Alexandria, VA Today, the Sleep Products Safety Council (SPSC) announced its support for the U.S. Consumer Product Safety Commission's (CPSC) unanimous decision to issue an advance notice of proposed rulemaking to consider initiating development of an open-flame ignition standard for all mattresses.
"The CPSC's decision to consider development of a federal standard to address the open-flame ignition of mattresses is an important step toward improved consumer safety, and a decision the mattress industry firmly supports. A federal standard will create a level playing field for all mattress producers and is likely to achieve the highest compliance and the greatest impact on consumer safety," stated Patricia Martin, Executive Director of the Sleep Products Safety Council.
In working with this administrative process being initiated by the CPSC, the Sleep Products Safety Council has worked in close collaboration with the CPSC, the National Association of State Fire Marshals and the National Institute of Standards and Technology.
Currently, the mattress industry, through the Sleep Products Safety Council, is engaged in critical scientific research to determine the most effective open-flame test methodology, essential to a reasonable and effective federal standard. The CPSC acknowledged the importance of bedclothes, and the industry concurs, asserting that any performance standard that deters ignition of the mattress without considering the impact of bedclothes, as an ignition source, would be short sighted.
The SPSC will work to ensure that an open-flame standard will not involve excessive testing costs, nor unnecessarily limit mattress constructions, compromise comfort, or require the mattress manufacturer to incur undue production costs that must be passed on to the American consumer.
"We are very concerned about this issue, and are moving as fast as science allows us to find the best solution.

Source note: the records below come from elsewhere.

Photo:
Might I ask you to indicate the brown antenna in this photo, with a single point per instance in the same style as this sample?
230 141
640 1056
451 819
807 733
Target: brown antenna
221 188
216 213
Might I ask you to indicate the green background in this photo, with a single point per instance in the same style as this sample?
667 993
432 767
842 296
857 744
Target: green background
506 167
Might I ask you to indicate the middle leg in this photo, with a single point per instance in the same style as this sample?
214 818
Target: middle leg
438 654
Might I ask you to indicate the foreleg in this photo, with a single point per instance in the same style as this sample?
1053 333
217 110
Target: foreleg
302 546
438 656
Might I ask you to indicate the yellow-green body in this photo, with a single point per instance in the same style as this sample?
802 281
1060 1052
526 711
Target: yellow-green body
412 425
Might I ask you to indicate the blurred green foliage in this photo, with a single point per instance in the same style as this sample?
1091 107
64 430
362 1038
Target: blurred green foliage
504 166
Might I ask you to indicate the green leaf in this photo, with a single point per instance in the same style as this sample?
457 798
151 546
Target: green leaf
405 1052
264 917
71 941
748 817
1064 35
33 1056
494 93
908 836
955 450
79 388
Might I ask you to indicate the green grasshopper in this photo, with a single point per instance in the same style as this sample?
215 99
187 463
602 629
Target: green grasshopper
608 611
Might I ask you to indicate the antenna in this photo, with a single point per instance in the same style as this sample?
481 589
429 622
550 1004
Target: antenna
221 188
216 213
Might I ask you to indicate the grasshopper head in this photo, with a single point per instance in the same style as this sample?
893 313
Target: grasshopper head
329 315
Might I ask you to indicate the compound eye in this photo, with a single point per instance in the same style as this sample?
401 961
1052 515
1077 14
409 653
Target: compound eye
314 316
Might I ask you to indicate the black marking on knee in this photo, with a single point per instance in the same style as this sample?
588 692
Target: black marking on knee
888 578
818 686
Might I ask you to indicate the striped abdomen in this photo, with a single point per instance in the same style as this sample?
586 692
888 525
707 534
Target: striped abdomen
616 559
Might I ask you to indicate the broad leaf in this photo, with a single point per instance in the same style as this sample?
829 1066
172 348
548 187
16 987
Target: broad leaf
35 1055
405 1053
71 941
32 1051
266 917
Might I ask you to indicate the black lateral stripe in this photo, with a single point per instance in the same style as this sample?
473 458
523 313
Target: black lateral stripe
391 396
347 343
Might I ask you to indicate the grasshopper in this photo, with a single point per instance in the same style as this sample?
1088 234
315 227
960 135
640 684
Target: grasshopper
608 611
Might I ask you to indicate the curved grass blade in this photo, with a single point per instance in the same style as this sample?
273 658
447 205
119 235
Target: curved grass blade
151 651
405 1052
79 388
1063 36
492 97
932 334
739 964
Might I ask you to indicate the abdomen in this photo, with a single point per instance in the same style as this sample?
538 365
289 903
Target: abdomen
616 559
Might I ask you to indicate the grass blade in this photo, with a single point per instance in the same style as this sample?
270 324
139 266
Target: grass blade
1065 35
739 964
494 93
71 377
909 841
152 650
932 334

The mattress industry has a strong commitment to product safety and an impressive record of compliance with state and federal regulations, so it should come as no surprise that we stand firmly behind the CPSC's decision today," concluded Martin.
Established in 1986 by the International Sleep Products Association, the Sleep Products Safety Council provides consumer safety information, supports research and promotes activities aimed at reducing hazards associated with sleep products. The mainstay of the SPSC's program is the safety hangtag. This voluntary program offers manufacturers easily attachable tags that warn consumers about potential fire and safety hazards that can result from improper use of residential bedding products. Proceeds from the sale of safety hangtags support the SPSC's public education, hazard analysis and information exchange programs.